Oh, absolutely, because it's one of those crazy things that, uh, a- anyone in life can, um, look for. And I guess the lesson here is when somebody asks you to do something, unless you've got a damn good reason for not doing it, then say yes. And, and I've learnt that particularly from what happened with me and Lale. Because I was ha- just having a, well, a coffee with a friend who I hadn't seen for many months. I'd been putting it off. And while we were casually having that cup- cup of coffee one Sunday afternoon, she just casually said to me, "I have a friend whose mother has just died, and his father has asked him to find somebody he, he can tell a story to. That person can't be Jewish. You're not Jewish.

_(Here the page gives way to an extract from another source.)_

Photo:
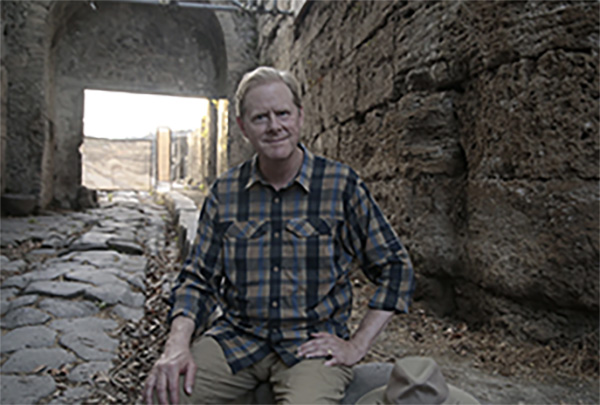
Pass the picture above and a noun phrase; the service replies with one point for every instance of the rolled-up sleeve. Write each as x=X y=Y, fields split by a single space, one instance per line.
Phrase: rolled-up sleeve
x=193 y=295
x=382 y=256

Do you want to meet him?" I said, "What's the story?" And she said, "I don't know." And I said, "Oh, okay then, I'd love to." So from having a cup of coffee and saying yes to that and then saying yes to meeting a stranger, The Tattooist of Auschwitz, you know, came about.
So what happened next?
Well, a week later, 'cause that was a Sunday and, and I worked full-time.
Uh, this was like 2004, was it?
Um ... '03, no. The end of 2003. And, um, yeah, well, a, a week later, the following Sunday, I knocked on the apartment door of Lale Sokolov, and he opened it and he had a dog either side of him. One of them was, well, she was bigger than, about the size of an average small pony, and the, the other one was smaller than my cat. And he didn't even look at me. He just opened the door and muttered the word, "Come," and he and the doggies turned around and disappeared. So I followed them in, and he just walked into a room, uh, a lounge dining room, and he just pointed to the table and went, "Sit," and pointed to a chair. So I sat, and he and the doggies disappeared again. Now I'm getting a little bit unnerved here, as you can imagine. But a few minutes later, all three of them reappeared, with Lale bringing me the first of many, many bad cups of coffee.